The Federal Deposit Insurance Corp. said Thursday that U.S. banks and thrifts also more than doubled the amount they set aside to cover potential loan losses, to $69.3 billion in the fourth quarter from $32.1 billion a year earlier.
Regulators said there were 252 banks in trouble at the end of 2008, up from 171 in the third quarter.
Pasadena, Calif.-based IndyMac Bank collapsed in July and cost the federal deposit insurance fund nearly $9 billion, and Seattle-based Washington Mutual Inc. was the largest U.S. bank failure ever. WaMu fell in September, with around $307 billion in assets, and was acquired by JPMorgan Chase & Co. for $1.9 billion in a deal brokered by the FDIC.
The FDIC now believes U.S. bank failures will cost the deposit insurance fund more than $40 billion over the next four years amid the ravages of rising unemployment and falling home prices that have sent loan defaults soaring.
Fourteen federally-insured institutions already have failed this year, extending a wave of collapses that began in 2008 _ when regulators shut down 25 U.S. banks. Last year's tally was more than in the previous five years combined and up from only three bank failures in 2007.
The failures sliced the amount in the deposit insurance fund to $18.9 billion as of Dec. 31, from $52.4 billion a year earlier.

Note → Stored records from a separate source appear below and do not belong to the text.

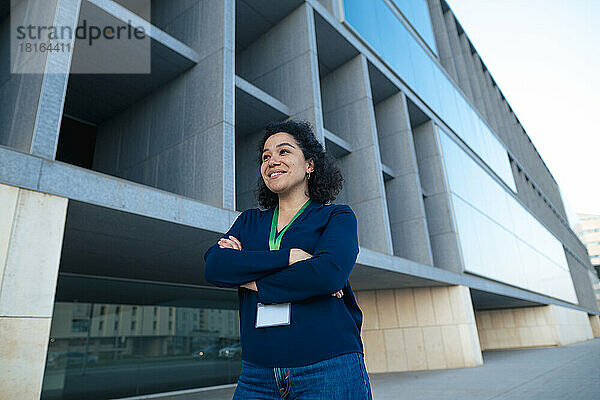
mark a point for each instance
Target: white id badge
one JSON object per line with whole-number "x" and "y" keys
{"x": 272, "y": 314}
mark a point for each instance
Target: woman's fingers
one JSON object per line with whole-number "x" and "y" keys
{"x": 227, "y": 244}
{"x": 236, "y": 241}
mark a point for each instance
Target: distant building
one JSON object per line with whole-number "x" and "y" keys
{"x": 588, "y": 231}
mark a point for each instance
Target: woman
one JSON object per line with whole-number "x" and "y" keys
{"x": 299, "y": 321}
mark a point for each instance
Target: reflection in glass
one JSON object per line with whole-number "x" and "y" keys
{"x": 387, "y": 35}
{"x": 417, "y": 13}
{"x": 108, "y": 349}
{"x": 499, "y": 238}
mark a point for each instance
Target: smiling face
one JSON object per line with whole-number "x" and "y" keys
{"x": 283, "y": 165}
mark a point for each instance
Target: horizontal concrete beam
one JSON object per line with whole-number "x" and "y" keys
{"x": 374, "y": 269}
{"x": 54, "y": 177}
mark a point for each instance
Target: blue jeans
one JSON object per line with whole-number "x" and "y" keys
{"x": 341, "y": 377}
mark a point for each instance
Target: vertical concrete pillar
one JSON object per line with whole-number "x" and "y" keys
{"x": 33, "y": 96}
{"x": 595, "y": 324}
{"x": 348, "y": 112}
{"x": 54, "y": 86}
{"x": 475, "y": 86}
{"x": 31, "y": 234}
{"x": 478, "y": 70}
{"x": 438, "y": 205}
{"x": 419, "y": 329}
{"x": 181, "y": 137}
{"x": 403, "y": 192}
{"x": 441, "y": 37}
{"x": 549, "y": 325}
{"x": 459, "y": 62}
{"x": 284, "y": 64}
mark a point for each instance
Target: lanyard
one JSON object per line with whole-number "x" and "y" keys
{"x": 275, "y": 242}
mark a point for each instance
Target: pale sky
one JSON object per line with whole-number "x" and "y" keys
{"x": 545, "y": 57}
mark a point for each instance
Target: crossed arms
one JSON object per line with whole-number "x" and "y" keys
{"x": 288, "y": 274}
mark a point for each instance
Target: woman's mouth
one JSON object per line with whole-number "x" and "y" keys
{"x": 275, "y": 174}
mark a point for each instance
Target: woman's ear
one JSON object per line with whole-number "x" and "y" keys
{"x": 311, "y": 165}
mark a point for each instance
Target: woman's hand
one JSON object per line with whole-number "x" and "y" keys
{"x": 250, "y": 285}
{"x": 295, "y": 256}
{"x": 231, "y": 243}
{"x": 298, "y": 255}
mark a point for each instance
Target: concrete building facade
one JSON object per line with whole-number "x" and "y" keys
{"x": 113, "y": 186}
{"x": 588, "y": 231}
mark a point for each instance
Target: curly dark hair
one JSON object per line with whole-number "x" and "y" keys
{"x": 325, "y": 181}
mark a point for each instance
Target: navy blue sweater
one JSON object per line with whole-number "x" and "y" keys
{"x": 322, "y": 326}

The FDIC on Friday will propose raising the insurance premiums paid by U.S. banks and thrifts. That will follow a plan to rebuild the deposit insurance fund put in place in October that increased average premiums to 13.5 cents for every $100 of banks' deposits from 6.3 cents.
U.S. banks and thrifts in the third quarter suffered a 94 percent drop in profits to $1.7 billion, from $27 billion in the same period in 2007. The institutions wrote off $27.9 billion in loans as uncollectible during the July-September quarter.